From TRCCompSci - AQA Computer Science
Revision as of 07:42, 22 May 2017 by Admin (talk | contribs)
Jump to: navigation, search

What is Big Data

Big data is a generic term given to datasets that are so large or complicated that they are difficult to store, manipulate and analyse. The three main features of big data are:

  • volume: the sheer amount of data is on a very large scale
  • variety: the type of data being collected is wide-ranging, varied and may be difficult to classify.
  • velocity: the data changes quickly and may include constantly changing data sources.

Where is Big Data Used

Big data is used for different purposes. In some cases, it is used to record factual data such as banking transactions. However, it is increasingly being used to analyse trends and try to make predictions based on relationships and correlations within the data. Big data is being created all the time in many different areas of life. Examples include:

  • scientific research
  • retail
  • banking
  • government
  • mobile networks
  • security
  • real-time applications
  • the Internet.

Big Data & Latency

Latency is critical here and could be described as the time delay of the amount of time it takes to turn the raw data into meaningful information. With big data there may be a large degree of latency due to the amount of time taken to access and manipulate the sheer number of records.

Machine Learning

Quantitative data can be stored in standard relational databases, it makes it relatively simple to query the data to provide results. Even on a large database this could be done accurately and relatively quickly.
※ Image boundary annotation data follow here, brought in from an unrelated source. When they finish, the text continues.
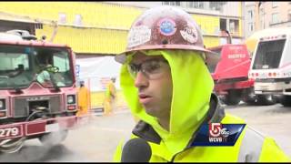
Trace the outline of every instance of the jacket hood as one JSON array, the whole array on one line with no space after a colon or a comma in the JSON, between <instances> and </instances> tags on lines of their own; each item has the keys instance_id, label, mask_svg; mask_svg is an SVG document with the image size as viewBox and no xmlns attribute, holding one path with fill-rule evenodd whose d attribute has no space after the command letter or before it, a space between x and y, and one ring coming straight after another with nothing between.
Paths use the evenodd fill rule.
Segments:
<instances>
[{"instance_id":1,"label":"jacket hood","mask_svg":"<svg viewBox=\"0 0 291 164\"><path fill-rule=\"evenodd\" d=\"M200 54L185 50L149 50L147 56L163 56L169 63L173 80L169 131L164 129L156 118L146 114L138 101L138 91L129 75L127 64L133 55L122 66L120 86L134 116L150 124L163 140L191 138L202 123L209 108L214 82Z\"/></svg>"}]
</instances>

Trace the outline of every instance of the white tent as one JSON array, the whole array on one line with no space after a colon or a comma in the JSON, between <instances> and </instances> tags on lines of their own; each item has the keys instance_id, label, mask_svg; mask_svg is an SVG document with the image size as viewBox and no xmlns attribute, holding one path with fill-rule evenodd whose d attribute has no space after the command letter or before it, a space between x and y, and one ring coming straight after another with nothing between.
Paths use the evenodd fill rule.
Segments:
<instances>
[{"instance_id":1,"label":"white tent","mask_svg":"<svg viewBox=\"0 0 291 164\"><path fill-rule=\"evenodd\" d=\"M78 80L89 85L91 91L102 91L111 77L115 77L116 89L119 86L119 70L121 64L114 56L100 56L76 59L76 74Z\"/></svg>"}]
</instances>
Qualitative data can be stored in a database but it is much harder to analyse or query. Also qualitative data is more likely to be unstructured, so you could end up with just a table of possibly incomplete data. For example, if an online retailer asks for feedback in the form of customer comments they could receive millions of items of data. It would essentially require a team to read each comment and categorize it, is it positive, negative or neutral. Just imagine if you wanted to get more from this.

Machine learning can be used to automate this process, it covers everything from pattern matching to artificial intelligence. At a simple level the machine could look for patterns of words within the comment to determine the nature of the feedback. It could be programmed with the words and phrases to look for. This could be developed to also include some understanding of how the words are used.

More advanced machine learning is where the computer is able to develop its own knowledge based on the data it is manipulating. This often allows big data to identify none obvious patterns and correlations in the data.